11. Other Processor of personal data.
11.2. In the course of the administrative organization of the Event, the Processor may, if necessary, engage other processors (identification card makers, photographers, etc.) by concluding contracts with them that will include a condition for compliance with these rules.
11.3. If another processor is engaged, then the Processor ensures that this Processor complies with these rules.
12. Processing security requirements
Taking into account state of the art, the implementation costs and the nature, extent, context, and purposes of the processing, as well as the various risks and risks of probability and severity concerning the Participant's rights and freedoms, Helve shall implement appropriate technical and organizational measures to ensure an adequate level of security.
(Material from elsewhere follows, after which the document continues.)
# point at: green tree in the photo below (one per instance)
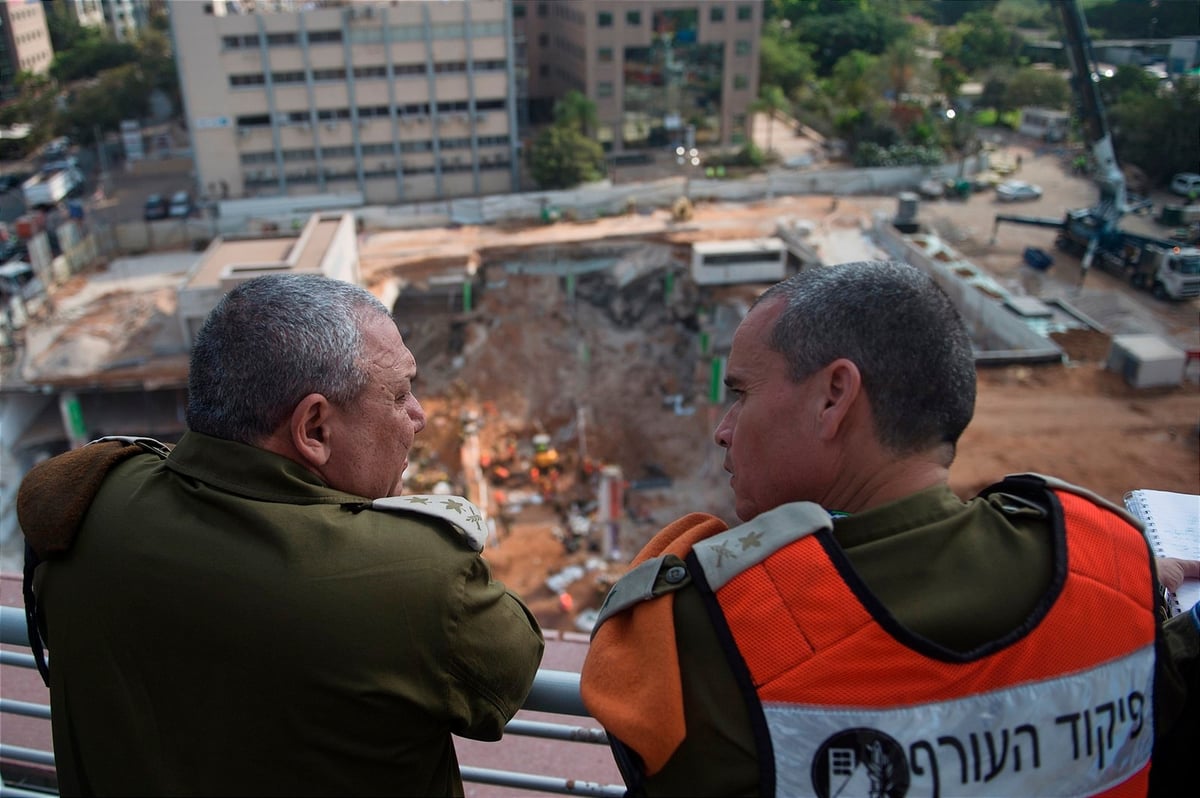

12.1. The mandatory technical protection of personal data shall be implemented by Helve with physical and logical safeguarding means ensuring:
12.2. Protection against the threat of personal data generated by physical effects;
12.3. Protection through software tools, passwords, encryption, cryptography, and other logical safeguarding means.
12.4. When processing personal data, Helve shall ensure:
12.5. Access of authorized persons to the technical resources used for the processing and protection of personal data (including access to personal data);
12.6. That data carriers containing personal data are processed by authorized persons;
12.7. That the resources used in the processing of personal data are transferred to authorized persons.